Saying that the company “has been on a steadily improving operational and financial trajectory since it emerged from bankruptcy,” Moody’s Investors Service on Monday lifted its rating on General Motors Co. (NYSE: GM) corporate debt to investment grade with a stable outlook. Moody’s assigned a ‘Baa3’ rating to GM’s corporate debt and eliminated the company’s previous junk rating and probability of default rating from the car maker’s debt. A new debt offering of senior unsecured notes, however, has been rated at ‘Ba1’.
Moody’s was positively buoyant about GM’s prospects:
GM is entering a robust phase of its new product introduction cycle in North America, and market response has been positive. Moreover, we expect that market fundamentals of the US auto sector will remain healthy, with industry shipments growing by 8.7% in 2013 and 2.9% in 2014, and minimal increases in incentive levels. … Including its joint venture operations, GM is one of the leading auto producers in China, with a share position of approximately 14%. This market accounts for about 30% of GM’s consolidated unit shipments and a significant portion of its earnings and cash flow. We expect that industry shipments of light vehicles in China will grow by about 10% in both 2013 and 2014. China affords GM with strong margins, good long-term growth prospects, and broad geographic diversification.
The automaker’s cash pile of $31 billion did not go unnoticed either.

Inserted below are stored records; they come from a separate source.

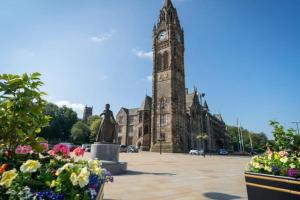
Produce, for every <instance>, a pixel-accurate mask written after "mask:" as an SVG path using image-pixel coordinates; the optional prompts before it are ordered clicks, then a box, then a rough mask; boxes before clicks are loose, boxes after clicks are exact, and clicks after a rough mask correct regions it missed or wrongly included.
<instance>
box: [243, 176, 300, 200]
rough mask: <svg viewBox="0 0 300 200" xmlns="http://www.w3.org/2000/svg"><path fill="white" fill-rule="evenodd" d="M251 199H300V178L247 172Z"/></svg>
mask: <svg viewBox="0 0 300 200" xmlns="http://www.w3.org/2000/svg"><path fill="white" fill-rule="evenodd" d="M245 179H246V186H247V193H248V199H249V200H267V199H271V200H299V199H300V179H297V178H290V177H283V176H273V175H266V174H258V173H251V172H246V173H245Z"/></svg>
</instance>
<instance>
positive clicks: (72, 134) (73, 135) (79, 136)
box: [71, 121, 91, 144]
mask: <svg viewBox="0 0 300 200" xmlns="http://www.w3.org/2000/svg"><path fill="white" fill-rule="evenodd" d="M90 134H91V130H90V128H89V127H88V125H86V124H85V123H83V122H81V121H79V122H77V123H76V124H74V125H73V127H72V129H71V139H72V141H73V143H74V144H83V143H87V142H88V141H89V136H90Z"/></svg>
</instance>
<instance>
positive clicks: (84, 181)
mask: <svg viewBox="0 0 300 200" xmlns="http://www.w3.org/2000/svg"><path fill="white" fill-rule="evenodd" d="M89 176H90V172H89V171H88V169H87V168H86V167H84V168H83V169H82V170H81V172H80V174H79V175H78V177H77V180H78V184H79V186H80V187H81V188H83V187H84V186H86V185H87V184H88V183H89Z"/></svg>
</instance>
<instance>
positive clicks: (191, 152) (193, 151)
mask: <svg viewBox="0 0 300 200" xmlns="http://www.w3.org/2000/svg"><path fill="white" fill-rule="evenodd" d="M189 154H190V155H198V156H199V155H203V154H204V150H203V149H200V150H197V149H192V150H190V152H189Z"/></svg>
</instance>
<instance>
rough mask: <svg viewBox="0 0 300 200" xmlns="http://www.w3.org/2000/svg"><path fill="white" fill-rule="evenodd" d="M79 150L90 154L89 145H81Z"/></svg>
mask: <svg viewBox="0 0 300 200" xmlns="http://www.w3.org/2000/svg"><path fill="white" fill-rule="evenodd" d="M81 148H83V149H84V151H86V152H91V145H90V144H83V145H81Z"/></svg>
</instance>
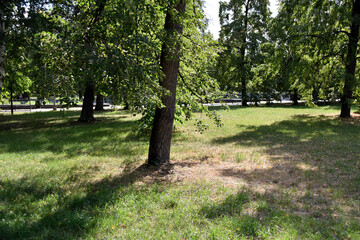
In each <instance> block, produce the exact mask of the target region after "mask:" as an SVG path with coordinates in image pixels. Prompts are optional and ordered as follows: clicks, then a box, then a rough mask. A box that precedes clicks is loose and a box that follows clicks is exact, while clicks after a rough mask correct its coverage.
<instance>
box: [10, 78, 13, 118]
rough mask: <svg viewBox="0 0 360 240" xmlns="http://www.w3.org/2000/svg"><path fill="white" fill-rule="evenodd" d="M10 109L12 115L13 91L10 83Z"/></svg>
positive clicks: (12, 89) (11, 85)
mask: <svg viewBox="0 0 360 240" xmlns="http://www.w3.org/2000/svg"><path fill="white" fill-rule="evenodd" d="M10 108H11V115H14V91H13V86H12V83H11V86H10Z"/></svg>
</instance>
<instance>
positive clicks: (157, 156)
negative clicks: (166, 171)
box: [148, 0, 185, 165]
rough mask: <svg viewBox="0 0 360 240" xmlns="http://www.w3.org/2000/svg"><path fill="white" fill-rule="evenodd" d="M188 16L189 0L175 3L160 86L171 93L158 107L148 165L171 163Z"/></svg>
mask: <svg viewBox="0 0 360 240" xmlns="http://www.w3.org/2000/svg"><path fill="white" fill-rule="evenodd" d="M184 13H185V1H184V0H179V1H178V3H177V4H175V3H172V4H170V5H169V8H168V10H167V13H166V17H165V25H164V29H165V31H166V37H165V40H164V42H163V45H162V49H161V57H160V66H161V68H162V71H163V73H164V77H163V78H162V79H161V81H160V85H161V86H162V87H163V88H164V89H166V90H168V91H169V94H166V95H164V96H163V97H162V104H163V107H162V108H159V107H158V108H156V110H155V117H154V124H153V128H152V132H151V138H150V147H149V157H148V164H150V165H159V164H164V163H167V162H169V161H170V146H171V138H172V129H173V123H174V114H175V103H176V87H177V78H178V72H179V65H180V56H179V53H180V42H178V40H177V39H178V35H179V34H182V31H183V25H182V23H181V19H182V17H183V16H182V15H183V14H184Z"/></svg>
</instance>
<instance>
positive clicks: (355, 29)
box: [340, 0, 360, 118]
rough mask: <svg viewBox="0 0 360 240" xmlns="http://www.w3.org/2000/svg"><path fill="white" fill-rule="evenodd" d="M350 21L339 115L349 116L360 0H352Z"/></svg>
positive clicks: (354, 59)
mask: <svg viewBox="0 0 360 240" xmlns="http://www.w3.org/2000/svg"><path fill="white" fill-rule="evenodd" d="M351 16H352V23H351V28H350V34H349V43H348V54H347V56H346V66H345V68H346V74H345V84H344V89H343V96H342V97H341V113H340V117H342V118H349V117H350V110H351V98H352V95H353V89H354V86H355V82H356V81H355V69H356V51H357V47H358V39H359V23H358V20H359V18H360V0H355V1H353V9H352V14H351Z"/></svg>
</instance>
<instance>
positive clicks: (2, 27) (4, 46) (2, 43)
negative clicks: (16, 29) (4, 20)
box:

Moody’s did note that aggressive price competition from Japanese carmakers could be a risk to GM’s profitability if competitors like Toyota Motor Corp. (NYSE: TM) or Honda Motor Co. Ltd. (NYSE: HMC) should go after market share by reducing prices.
Both Standard & Poor’s and Fitch Ratings continue to rate GM debt at junk status. Ford Motor Co. (NYSE: F) saw its debt lifted out of junk status by Moody’s and Fitch last year.